Il FUTURO NON HA ETA'

Lo Spi-Cgil (Sindacato Pensionati Italiani) è il Sindacato generale delle pensionate, dei pensionati e delle persone anziane che tutela e organizza nella Cgil i pensionati di tutte le categorie, soggetti a qualsiasi regime pensionistico. Lo Spi-Cgil promuove lo sviluppo e la collaborazione tra Federazioni di categoria e Sindacato dei pensionati, ed è affiliato alla Federazione Europea Pensionati e Anziani (Ferpa). Leggi lo Statuto approvato dal XVII Congresso nazionale dello Spi-Cgil, tenuto a Montesilvano nei giorni 16-17-18 febbraio 2006.

News

13/05/2020

«Fase due dell'emergenza, serve un piano per gli anziani»

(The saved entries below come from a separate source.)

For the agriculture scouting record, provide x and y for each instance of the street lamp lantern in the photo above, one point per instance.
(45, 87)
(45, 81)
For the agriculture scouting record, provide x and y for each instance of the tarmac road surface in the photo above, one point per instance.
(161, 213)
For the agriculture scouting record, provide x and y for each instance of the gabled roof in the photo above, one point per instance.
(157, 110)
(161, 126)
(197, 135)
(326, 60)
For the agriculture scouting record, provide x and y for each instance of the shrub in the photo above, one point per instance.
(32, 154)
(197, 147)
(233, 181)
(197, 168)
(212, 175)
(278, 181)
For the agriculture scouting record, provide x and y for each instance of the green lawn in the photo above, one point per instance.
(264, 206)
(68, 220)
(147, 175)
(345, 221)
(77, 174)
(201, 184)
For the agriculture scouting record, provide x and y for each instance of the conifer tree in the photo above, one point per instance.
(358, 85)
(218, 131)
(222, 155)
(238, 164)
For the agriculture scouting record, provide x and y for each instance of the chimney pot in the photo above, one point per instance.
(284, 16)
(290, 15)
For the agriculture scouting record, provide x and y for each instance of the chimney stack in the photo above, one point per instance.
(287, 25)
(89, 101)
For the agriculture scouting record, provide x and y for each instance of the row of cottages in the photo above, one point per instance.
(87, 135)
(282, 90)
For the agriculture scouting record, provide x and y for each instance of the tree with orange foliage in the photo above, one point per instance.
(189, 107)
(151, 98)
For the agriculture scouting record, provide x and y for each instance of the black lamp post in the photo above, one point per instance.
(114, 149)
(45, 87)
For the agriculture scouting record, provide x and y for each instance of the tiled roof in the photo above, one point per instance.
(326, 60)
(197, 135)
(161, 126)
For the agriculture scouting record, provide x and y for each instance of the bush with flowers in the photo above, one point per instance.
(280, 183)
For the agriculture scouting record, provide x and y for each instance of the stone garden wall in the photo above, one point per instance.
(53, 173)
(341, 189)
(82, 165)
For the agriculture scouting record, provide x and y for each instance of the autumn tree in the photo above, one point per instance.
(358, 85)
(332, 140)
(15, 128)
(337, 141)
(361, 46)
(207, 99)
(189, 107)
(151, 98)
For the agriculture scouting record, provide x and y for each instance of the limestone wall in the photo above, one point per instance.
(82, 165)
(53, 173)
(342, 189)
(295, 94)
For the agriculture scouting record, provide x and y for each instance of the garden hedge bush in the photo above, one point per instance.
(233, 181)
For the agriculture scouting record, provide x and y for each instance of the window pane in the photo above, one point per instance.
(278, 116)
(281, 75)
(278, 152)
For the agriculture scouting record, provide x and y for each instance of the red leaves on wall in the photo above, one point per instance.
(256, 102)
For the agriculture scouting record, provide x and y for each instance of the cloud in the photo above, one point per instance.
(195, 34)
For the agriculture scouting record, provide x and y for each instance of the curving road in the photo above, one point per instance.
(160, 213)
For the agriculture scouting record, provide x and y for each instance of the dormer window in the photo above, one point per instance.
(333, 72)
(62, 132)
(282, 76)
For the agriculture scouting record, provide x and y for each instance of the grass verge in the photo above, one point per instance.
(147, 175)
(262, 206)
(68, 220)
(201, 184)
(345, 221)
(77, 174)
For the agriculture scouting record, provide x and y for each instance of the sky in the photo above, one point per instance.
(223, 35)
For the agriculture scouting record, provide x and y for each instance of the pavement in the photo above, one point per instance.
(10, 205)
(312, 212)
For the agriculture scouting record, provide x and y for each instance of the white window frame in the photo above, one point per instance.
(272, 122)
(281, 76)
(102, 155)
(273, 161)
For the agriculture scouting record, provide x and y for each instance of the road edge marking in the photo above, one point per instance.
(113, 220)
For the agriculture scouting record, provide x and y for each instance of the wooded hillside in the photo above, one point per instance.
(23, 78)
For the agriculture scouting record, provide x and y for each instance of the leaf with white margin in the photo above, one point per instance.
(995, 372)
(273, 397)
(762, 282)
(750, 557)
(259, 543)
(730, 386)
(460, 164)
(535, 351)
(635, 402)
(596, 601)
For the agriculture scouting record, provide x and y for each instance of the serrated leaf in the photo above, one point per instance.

Un aggiornamento completo sull’andamento dei contagi, dei decessi, dei tamponi, dei controlli effettuati e dei servizi erogati, sulla condizione degli assistiti sia nelle case di riposo che nell’assistenza domiciliare, un report sul lavoro delle Usca (Unità speciali di continuità assistenziale, ndr) e la predisposizione di un piano per affrontare la nuova fase dell’evoluzione dell’epidemia. Sono le principali richieste che i sindacati pensionati di Cgil, Cisl e Uil hanno presentato all’assessore regionale alla Salute Riccardi nel corso dell’incontro svoltosi questa settimana per fare il punto sull’impatto dell’emergenza Covid nell’ambito del sistema socio-sanitario del Friuli Venezia Giulia.
L’incontro è stato anche l’occasione per ribadire la richiesta di rivedere l’opzione della nave traghetto come struttura per l’isolamento degli ospiti delle case di riposo e delle Rsa triestine contagiati dal virus, che vede i sindacati contrari «non solo in considerazione dei costi e delle peculiarità della struttura e dei dubbi sulle capacità organizzative della società assegnataria in materia di servizi sanitari e assistenziali – si legge nella nota allegata, firmata dai segretari regionali Roberto Treu (Spi-Cgil), Renato Pizzolitto (Fnp-Cisl) e Magda Gruarin (Uilp-Uil) – ma anche dei ritardi accumulati, incompatibili con l’urgenza di limitare i contagi e i decessi, conclamata da almeno da un mese ma evidenziata fin da marzo nelle linee guida dell’Istituto superiore della sanità». L’assessore, spiegano ancora i sindacati, «nel manifestare le sue perplessità personali, ha declinato ogni responsabilità politica, ribadendo che si tratta di una scelta tecnica, motivata con il parere espresso dall’Azienda sanitaria competente per territorio».
Quanto al tema centrale dell’incontro, chiesto per fare un punto generale sulla gestione dell’emergenza, e per avviare un confronto sulle nuove strategie da mettere in campo in campo socio-assistenziale, «le organizzazioni sindacali hanno avanzato la richiesta di una profonda revisione del piano socio sanitario, spostandone il baricentro sul territorio, così come la necessità di definire un Piano per l’anziano che rimetta al centro il riconoscimento della persona e delle sue fragilità, per una risposta che privilegi la domiciliarità e l’assistenza territoriale». Un’esigenza condivisa dall’assessore, «che si è impegnato ad assumere a breve – scrivono i sindacati – i primi provvedimenti a favore dei servizi territoriali e ad aprire un tavolo di confronto a tutto campo con i sindacati», allarmati anche per la situazione dell’assistenza domiciliare e per «il ruolo poco incisivo degli enti locali nel monitoraggio di questo servizio, fondamentale per migliaia di anziani e non autosufficienti».